Lors d’un sondage publié en août par le Pew Research Center, 31 % des partisans de Joe Biden s’inquiétaient de son âge, contre seulement 1 % des partisans du président Trump. La question a toutefois été posée avant que M. Trump soit infecté par le coronavirus.

Lors de leur débat la semaine dernière, Mme Harris et le vice-président Mike Pence n’ont pas voulu dire s’ils avaient discuté avec leurs patrons respectifs de ce qui se produirait en cas d’incapacité présidentielle.

Mme Harris a plutôt évoqué son expérience politique, une façon détournée de mettre en relief sa capacité à prendre le relais au besoin.

«J’ai été membre du comité sénatorial du renseignement, où j’ai souvent vu des informations confidentielles concernant des menaces contre notre pays et des points chauds à travers le monde. J’ai parcouru la planète et j’ai rencontré nos soldats», a-t-elle dit.

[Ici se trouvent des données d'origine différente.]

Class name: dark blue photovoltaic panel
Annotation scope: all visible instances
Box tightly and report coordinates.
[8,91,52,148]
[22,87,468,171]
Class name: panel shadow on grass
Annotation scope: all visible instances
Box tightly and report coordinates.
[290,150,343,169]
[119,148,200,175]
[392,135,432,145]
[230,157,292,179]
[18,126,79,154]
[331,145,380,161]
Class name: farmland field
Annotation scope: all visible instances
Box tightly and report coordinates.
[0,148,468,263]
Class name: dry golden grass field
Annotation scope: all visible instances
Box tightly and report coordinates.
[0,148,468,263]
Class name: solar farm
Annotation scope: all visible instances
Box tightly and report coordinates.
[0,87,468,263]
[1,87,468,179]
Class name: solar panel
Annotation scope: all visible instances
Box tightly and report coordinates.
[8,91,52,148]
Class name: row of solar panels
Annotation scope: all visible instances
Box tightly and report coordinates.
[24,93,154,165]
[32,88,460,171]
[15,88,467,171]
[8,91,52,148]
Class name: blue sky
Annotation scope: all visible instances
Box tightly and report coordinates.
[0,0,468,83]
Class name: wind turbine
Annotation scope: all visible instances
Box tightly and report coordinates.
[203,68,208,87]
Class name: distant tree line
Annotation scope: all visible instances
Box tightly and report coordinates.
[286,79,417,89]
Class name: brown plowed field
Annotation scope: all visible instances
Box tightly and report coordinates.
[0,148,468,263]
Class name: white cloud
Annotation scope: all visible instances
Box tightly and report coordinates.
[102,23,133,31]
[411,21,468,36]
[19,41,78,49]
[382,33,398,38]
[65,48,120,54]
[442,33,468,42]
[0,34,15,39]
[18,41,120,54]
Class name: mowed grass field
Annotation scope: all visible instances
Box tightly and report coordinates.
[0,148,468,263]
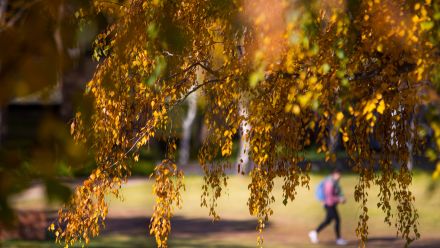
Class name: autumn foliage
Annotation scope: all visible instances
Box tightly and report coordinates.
[51,0,440,247]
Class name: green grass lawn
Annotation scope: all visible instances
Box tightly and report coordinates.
[3,173,440,248]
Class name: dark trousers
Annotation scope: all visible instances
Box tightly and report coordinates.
[316,205,341,238]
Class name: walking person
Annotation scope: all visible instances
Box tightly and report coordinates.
[309,169,347,245]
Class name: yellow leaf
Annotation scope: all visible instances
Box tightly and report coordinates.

Mme Harris parlait d’elle-même pour une rare fois. Comme c’est habituellement le cas pour un colistier, elle détourne souvent la conversation vers M. Biden pour illustrer clairement qu’il est le candidat qui demande à gouverner le pays, pas elle.

M. Biden et Mme Harris devraient répondre aux attaques du président en se concentrant sur leurs politiques, a dit Barbara Lee, une représentante démocrate de la Californie. D’autres peuvent riposter à M. Trump, comme l’ont récemment fait les femmes du caucus noir du Congrès.

«Il y a des gens dans notre pays qui doivent se faire entendre et dire que ce n’est pas américain, a-t-elle dit. On ne peut pas tolérer ça dans un pays multiracial.»